I hadn’t worked on an agile project before and the initial sprint felt difficult to navigate as I adjusted to the new ceremonies, processes and language involved. My team was patient, understanding and supportive. As I became used to the agile methodology, I started to understand its benefits. Of these, there were plenty of opportunities to discuss our work, figure out how complex tasks were and discuss together how long they would take.
Getting stuck into all things accessibility I was able to work closely with the Met Office team. I helped solve some accessibility challenges with their website content that included:
- page titles which didn’t accurately describe the content
- lack of headings within articles which created large blocks of text, making the page difficult to read
- images without alt text (a description of the image) meaning users unable to see visual content couldn’t use this information
We helped make these parts more accessible by:
- creating new page titles that describes content of the page – helping users decide whether that content is relevant to them
- dividing pages into easy to read sections with descriptive headings
- adding alt text to images to help screen reader users understand images – this also helps those who need to use settings which turn off visual images and can improve search engine optimisation (SEO)
The wider team are also working on a content strategy to upskill those creating content for the Met Office in accessibility.
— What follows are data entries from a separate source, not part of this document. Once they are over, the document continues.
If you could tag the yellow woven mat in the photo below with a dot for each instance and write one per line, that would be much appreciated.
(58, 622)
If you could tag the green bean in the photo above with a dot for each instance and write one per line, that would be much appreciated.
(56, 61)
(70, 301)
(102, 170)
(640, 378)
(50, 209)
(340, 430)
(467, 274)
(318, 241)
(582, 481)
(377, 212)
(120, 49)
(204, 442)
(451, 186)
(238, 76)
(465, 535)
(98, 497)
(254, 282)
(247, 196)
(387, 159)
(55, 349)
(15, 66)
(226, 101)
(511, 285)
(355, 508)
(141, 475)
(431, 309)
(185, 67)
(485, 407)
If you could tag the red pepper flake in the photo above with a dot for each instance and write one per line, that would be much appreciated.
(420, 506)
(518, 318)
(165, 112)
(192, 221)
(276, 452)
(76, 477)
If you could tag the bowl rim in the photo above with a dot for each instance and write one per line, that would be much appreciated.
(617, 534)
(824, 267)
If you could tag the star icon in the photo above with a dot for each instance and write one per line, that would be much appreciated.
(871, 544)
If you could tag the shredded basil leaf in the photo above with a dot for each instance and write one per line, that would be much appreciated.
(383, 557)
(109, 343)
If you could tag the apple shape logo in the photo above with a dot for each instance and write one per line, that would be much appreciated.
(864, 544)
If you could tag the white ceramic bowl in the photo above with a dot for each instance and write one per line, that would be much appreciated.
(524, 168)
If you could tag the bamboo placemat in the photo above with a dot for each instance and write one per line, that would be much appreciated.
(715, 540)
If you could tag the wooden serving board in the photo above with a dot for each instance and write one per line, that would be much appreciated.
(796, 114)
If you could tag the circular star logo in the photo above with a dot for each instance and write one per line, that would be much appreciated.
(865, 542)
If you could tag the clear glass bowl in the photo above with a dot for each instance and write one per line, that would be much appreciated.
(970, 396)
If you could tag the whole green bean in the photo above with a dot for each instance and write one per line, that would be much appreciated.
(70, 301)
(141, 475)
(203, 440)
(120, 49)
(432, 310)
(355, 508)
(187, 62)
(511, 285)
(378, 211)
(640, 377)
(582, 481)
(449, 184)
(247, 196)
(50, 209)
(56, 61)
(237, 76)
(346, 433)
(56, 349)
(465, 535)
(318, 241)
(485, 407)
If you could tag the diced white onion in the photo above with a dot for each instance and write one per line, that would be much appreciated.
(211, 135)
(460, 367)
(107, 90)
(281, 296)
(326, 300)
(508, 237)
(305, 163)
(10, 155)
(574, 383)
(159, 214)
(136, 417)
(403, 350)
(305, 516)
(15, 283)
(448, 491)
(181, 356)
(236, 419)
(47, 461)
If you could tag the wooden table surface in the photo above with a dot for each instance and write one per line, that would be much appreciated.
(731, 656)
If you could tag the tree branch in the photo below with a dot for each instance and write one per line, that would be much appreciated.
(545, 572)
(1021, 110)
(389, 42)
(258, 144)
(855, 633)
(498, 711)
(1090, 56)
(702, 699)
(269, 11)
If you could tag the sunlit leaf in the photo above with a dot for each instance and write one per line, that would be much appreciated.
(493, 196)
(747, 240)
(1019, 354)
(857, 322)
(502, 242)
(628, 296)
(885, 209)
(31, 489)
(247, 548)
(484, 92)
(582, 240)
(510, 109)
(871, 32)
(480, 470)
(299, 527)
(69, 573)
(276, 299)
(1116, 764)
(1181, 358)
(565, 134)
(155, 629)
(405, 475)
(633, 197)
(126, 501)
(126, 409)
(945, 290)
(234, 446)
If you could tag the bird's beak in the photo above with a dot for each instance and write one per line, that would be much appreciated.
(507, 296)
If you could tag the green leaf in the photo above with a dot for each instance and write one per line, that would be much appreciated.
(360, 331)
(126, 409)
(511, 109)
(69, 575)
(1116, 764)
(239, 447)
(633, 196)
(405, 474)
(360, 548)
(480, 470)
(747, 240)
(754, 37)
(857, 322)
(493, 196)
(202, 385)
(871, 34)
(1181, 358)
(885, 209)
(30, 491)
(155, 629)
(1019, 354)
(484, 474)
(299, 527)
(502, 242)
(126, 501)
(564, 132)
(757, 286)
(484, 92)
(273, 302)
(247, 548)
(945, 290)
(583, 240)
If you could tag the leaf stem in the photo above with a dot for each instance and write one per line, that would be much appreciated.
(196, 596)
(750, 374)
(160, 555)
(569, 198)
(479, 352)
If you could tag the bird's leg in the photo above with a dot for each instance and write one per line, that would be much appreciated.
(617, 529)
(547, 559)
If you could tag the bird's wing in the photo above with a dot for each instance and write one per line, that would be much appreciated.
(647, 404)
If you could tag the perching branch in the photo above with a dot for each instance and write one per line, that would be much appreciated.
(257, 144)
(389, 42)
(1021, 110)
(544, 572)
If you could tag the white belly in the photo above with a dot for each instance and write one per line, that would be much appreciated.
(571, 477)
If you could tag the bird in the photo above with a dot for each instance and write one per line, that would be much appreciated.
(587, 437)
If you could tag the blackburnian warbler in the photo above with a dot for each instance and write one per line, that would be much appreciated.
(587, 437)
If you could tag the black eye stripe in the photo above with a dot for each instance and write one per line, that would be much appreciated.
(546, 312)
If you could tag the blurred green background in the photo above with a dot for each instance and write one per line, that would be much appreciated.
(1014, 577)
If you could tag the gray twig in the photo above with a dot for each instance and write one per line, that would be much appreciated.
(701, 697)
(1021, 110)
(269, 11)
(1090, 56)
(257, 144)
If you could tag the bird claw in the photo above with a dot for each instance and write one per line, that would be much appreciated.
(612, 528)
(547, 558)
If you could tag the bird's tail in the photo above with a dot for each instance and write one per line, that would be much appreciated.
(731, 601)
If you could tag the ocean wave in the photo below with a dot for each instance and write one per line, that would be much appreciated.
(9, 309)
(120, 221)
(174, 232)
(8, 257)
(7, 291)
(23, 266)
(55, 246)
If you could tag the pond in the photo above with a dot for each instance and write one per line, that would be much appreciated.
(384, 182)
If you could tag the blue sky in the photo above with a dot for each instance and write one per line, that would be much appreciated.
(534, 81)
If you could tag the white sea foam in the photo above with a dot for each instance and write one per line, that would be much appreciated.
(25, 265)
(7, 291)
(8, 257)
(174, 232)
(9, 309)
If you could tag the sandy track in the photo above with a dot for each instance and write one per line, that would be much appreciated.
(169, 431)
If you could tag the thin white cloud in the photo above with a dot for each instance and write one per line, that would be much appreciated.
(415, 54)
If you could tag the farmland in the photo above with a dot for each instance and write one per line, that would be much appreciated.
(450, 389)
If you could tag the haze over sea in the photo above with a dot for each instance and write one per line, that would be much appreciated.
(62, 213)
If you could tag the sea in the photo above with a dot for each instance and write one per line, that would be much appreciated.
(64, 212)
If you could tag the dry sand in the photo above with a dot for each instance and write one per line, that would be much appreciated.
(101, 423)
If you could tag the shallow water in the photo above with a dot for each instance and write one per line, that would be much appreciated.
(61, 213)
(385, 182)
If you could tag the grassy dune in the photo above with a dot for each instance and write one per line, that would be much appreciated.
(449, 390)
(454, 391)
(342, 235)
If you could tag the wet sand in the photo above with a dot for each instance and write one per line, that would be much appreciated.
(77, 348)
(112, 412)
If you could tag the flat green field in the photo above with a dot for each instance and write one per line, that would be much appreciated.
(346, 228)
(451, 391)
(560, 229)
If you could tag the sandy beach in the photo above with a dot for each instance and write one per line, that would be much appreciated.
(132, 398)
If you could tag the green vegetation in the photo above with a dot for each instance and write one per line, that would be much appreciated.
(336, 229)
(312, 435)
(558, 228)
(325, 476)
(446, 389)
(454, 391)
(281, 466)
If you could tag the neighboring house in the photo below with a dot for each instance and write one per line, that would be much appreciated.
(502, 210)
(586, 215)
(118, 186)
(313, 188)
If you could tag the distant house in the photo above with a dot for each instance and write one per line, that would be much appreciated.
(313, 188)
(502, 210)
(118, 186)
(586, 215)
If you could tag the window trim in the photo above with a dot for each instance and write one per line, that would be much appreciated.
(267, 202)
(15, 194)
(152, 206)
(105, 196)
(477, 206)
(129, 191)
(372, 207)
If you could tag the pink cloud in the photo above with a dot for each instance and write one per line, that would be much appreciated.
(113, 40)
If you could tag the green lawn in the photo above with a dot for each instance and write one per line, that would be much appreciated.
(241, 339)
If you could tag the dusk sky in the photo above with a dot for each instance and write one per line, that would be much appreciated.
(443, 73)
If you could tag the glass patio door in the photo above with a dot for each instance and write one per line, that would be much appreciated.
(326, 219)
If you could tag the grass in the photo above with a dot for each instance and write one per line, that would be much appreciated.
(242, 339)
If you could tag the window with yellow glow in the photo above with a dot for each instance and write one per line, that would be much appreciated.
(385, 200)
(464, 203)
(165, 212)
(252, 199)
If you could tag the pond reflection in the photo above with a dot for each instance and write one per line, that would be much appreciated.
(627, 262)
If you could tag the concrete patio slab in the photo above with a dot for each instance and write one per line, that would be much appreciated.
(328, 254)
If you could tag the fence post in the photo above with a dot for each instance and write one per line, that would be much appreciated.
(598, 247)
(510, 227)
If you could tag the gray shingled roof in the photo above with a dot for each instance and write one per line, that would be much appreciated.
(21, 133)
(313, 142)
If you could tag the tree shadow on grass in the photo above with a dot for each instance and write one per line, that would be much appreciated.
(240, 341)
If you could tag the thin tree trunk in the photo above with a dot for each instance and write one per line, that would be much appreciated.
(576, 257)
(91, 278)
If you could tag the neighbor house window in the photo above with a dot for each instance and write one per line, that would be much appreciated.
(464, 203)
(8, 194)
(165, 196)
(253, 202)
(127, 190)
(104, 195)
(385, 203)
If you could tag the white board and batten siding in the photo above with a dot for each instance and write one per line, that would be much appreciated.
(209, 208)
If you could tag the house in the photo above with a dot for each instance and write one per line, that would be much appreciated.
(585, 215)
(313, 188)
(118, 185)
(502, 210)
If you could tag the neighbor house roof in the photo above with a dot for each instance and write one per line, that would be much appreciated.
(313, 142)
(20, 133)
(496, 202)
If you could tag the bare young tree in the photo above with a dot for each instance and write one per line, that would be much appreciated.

This means any future content or edits are created with accessibility in mind from the very start.
The value our work is going to add to not only the Met Office but those who use their services is clear. And it felt good to be part of something that’s improving inclusivity in the public sector.
Looking to the future
Reflecting on my first piece of user-centred design work I had a great experience. I was empowered to take responsibility from the very start and during collaborative discussions the sense of autonomy was clear. I had opportunities to recognise new areas of work where greater clarity and consistency within the content might improve the user experience while helping the client meet their goals.
On my first ever project, working with a great client, having a clear culture around collaboration and agile principles has really supported my development as a content designer. I’m looking forward to continuing to grow my skills , knowledge of content design and accessibility and working on sustainability and climate projects I’m passionate about.